HONG KONG, Nov 4 - Australian swap markets showed there were still some chance of an interest rate rise in December even after data released on Wednesday showed a decline in retail sales which according to some was expected by the central bank.
Dollar funding rates in the region were steady and off recent lows amid some caution ahead of the U.S. Federal Reserve's statement after its two-day rate-setting meeting.
Although the Fed is expected to reaffirm that policies supportive of the economy will stay in place for some time, there were concerns about lending money until the official announcement.
In Singapore, 3-month dollars were unchanged at 0.28714 percent, off last week's record low of 0.2843 percent.
"It's a lot more due to the market just tilting its bias towards the possibility of the Fed being a lot more concerned over excess liquidity and that it may alter its tone of language on the word 'extended period'," said Suresh Ramanathan, strategist with CIMB Investment Bank.
Rates in Asia did not follow interbank markets in the United States and Europe overnight.
The low-rate expectations, together with a banking system awash in cash, sent the benchmark three-month London interbank offered rate for dollars to a record low of 0.27813 percent.
The Fed is not expected to soften its commitment to hold benchmark interest rates exceptionally low for "an extended period" but some like Izuru Kato, chief economist at Totan Research, see a chance of a change in the near future.
Eurodollar futures were marginally lower, with December eurodollar futures pricing 3-month LIBOR at 0.325 percent.
In Australia, retail sales fell unexpectedly in September but that did not prevent interest rate swaps from rising as they clawed back after Tuesday's fall.

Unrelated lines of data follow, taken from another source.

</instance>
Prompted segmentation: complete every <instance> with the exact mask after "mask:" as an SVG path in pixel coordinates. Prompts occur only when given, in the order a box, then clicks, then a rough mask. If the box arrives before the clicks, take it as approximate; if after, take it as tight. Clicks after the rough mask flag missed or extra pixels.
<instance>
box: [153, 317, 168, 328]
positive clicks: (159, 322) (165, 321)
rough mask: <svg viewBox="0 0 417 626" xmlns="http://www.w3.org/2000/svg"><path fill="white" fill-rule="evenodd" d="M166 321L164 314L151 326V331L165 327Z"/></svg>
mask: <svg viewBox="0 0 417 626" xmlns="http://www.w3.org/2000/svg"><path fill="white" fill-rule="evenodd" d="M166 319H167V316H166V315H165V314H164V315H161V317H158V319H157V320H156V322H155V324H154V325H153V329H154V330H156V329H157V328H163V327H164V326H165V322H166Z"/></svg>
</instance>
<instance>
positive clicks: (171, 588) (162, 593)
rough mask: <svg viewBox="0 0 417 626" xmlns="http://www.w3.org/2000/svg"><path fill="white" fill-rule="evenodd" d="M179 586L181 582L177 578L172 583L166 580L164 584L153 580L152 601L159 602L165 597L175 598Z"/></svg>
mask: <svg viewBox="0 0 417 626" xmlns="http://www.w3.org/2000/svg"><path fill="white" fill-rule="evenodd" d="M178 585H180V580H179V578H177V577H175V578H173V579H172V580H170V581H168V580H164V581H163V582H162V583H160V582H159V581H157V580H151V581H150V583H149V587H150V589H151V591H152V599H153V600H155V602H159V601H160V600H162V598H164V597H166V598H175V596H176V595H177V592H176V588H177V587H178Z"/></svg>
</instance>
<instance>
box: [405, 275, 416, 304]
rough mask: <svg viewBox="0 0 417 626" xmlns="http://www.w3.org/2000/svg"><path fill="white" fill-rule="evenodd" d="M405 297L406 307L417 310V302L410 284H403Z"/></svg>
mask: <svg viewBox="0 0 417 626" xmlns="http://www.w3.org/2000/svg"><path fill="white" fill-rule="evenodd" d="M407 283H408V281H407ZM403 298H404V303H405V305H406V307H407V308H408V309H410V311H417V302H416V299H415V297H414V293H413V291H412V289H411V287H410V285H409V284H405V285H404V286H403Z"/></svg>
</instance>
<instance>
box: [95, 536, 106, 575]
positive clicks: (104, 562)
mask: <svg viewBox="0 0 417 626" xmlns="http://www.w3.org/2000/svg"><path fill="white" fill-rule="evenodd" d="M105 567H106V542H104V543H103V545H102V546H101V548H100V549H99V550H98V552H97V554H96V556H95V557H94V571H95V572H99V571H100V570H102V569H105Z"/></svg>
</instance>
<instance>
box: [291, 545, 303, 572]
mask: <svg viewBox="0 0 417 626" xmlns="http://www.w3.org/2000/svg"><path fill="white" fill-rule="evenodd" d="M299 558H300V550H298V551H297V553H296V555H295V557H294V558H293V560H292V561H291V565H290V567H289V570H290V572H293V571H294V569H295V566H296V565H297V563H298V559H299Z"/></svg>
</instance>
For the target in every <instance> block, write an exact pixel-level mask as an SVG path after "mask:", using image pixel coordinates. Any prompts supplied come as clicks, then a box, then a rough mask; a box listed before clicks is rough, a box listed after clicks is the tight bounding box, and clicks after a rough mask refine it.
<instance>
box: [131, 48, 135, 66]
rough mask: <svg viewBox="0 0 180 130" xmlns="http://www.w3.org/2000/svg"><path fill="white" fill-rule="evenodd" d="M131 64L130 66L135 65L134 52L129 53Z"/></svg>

On Wednesday, the one-year swap rate rose 6 basis points (bps) to 4.57 percent and the the OIS rate for one year was marginally higher at 4.3775 percent.
Swap rates are also rebounding after registering a fall of 13-15 bps for the one-year contract on Tuesday.
"Overall, we still think there's a decent chance they will hike in December and I'm not sure that these numbers are that much of a surprise," said Su-Lin Ong, a senior economist at RBC.
Ong said the Reserve Bank of Australia (RBA) had fully expected consumer demand to fade somewhat once the fiscal boost had passed.
Still, the market's bets for a rate increase have fallen since the start of the week. The RBA lifted its cash rate by 25 basis points to 3.5 percent on Tuesday.
Interbank futures are implying a one-month rate of 3.64 percent for December, while a measure from Credit Suisse showed a 50-50 chance of a hike.
But earlier this week, the market had been fully priced for a rise to 3.75 percent next month.